It seems that the Smiths have gotten into a bit of a rut on the domestic front, especially when compared with the way they met five or six years earlier (depending on whom you ask) in a mid-revolution Bogota, Colombia.
What each has yet to learn about the other is that both are highly trained assassins for competing interests. While they've never taken their work home with them, all is about to change when John and Jane end up in each other's cross hairs.
As irony would have it, their mutual mission is just the thing to put the spark back into their relationship -- and spark it does, to scorching effect.

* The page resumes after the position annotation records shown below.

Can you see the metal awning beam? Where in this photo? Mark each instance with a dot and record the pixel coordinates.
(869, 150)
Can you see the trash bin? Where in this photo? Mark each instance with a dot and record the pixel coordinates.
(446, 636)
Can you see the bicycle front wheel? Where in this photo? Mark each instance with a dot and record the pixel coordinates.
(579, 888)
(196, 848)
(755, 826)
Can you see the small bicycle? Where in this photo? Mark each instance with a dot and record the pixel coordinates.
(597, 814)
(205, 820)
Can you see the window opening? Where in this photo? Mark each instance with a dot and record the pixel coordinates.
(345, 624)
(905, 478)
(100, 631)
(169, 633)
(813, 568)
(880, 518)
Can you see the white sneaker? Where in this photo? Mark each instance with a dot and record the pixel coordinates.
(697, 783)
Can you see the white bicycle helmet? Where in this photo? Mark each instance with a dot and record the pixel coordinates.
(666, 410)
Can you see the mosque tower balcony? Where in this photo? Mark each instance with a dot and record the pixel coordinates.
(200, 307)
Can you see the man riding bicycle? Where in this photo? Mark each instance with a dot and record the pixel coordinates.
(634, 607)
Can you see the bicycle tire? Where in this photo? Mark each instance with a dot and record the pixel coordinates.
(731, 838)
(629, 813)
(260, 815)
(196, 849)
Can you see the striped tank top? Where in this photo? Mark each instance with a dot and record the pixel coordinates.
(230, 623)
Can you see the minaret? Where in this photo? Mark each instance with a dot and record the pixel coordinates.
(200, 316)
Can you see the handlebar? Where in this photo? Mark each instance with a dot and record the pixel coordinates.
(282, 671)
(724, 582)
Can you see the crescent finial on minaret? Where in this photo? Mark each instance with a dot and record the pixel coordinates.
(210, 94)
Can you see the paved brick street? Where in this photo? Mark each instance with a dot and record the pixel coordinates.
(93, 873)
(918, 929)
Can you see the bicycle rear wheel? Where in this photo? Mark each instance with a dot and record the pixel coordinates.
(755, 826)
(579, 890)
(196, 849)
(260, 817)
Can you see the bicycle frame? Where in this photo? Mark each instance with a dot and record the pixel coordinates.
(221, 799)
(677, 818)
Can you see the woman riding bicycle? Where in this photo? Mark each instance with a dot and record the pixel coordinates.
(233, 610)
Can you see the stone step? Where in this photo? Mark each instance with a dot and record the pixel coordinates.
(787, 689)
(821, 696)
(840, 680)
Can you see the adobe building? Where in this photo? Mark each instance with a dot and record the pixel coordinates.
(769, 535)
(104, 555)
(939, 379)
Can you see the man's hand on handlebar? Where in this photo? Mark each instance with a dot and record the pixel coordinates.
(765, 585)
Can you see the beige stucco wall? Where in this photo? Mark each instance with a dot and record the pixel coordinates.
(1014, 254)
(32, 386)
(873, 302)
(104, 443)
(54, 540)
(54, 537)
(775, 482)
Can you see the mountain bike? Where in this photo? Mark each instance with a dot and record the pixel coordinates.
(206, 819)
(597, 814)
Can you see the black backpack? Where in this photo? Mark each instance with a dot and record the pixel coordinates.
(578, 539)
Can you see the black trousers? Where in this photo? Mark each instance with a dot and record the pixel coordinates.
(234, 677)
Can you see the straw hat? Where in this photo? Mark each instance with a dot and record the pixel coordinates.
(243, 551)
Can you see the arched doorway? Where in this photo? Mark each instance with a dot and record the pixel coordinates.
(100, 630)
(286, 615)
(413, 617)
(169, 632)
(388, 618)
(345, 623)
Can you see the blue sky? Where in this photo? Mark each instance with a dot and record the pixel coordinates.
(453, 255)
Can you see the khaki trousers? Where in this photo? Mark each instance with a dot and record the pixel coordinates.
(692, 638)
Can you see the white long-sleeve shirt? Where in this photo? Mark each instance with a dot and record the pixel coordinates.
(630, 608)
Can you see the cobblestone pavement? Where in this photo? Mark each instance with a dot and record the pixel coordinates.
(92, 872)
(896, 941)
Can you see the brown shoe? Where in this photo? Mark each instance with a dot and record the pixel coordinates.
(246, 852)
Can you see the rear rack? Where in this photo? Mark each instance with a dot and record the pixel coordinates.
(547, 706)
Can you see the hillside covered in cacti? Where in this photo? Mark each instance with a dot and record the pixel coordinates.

Although the picture loses a bit of steam toward the end, even with those reshoots, it's still an enjoyable ride. Where other purported action comedies struggle to get the balance right, Liman, working from a script by Simon Kinberg that started out as a film school thesis project, achieves the tricky tone.
Strip away some of those high-tech flourishes and it could have easily been a Hitchcock vehicle. As it turns out, Hitch did direct a film titled "Mr. & Mrs. Smith," a change-of-pace screwball comedy starring Lombard and Robert Montgomery, which is related to the current picture in name only.
No doubt Hitchcock would have enjoyed shooting two of the most photogenic actors on the planet who, incidentally, also happen to do some of their best work here.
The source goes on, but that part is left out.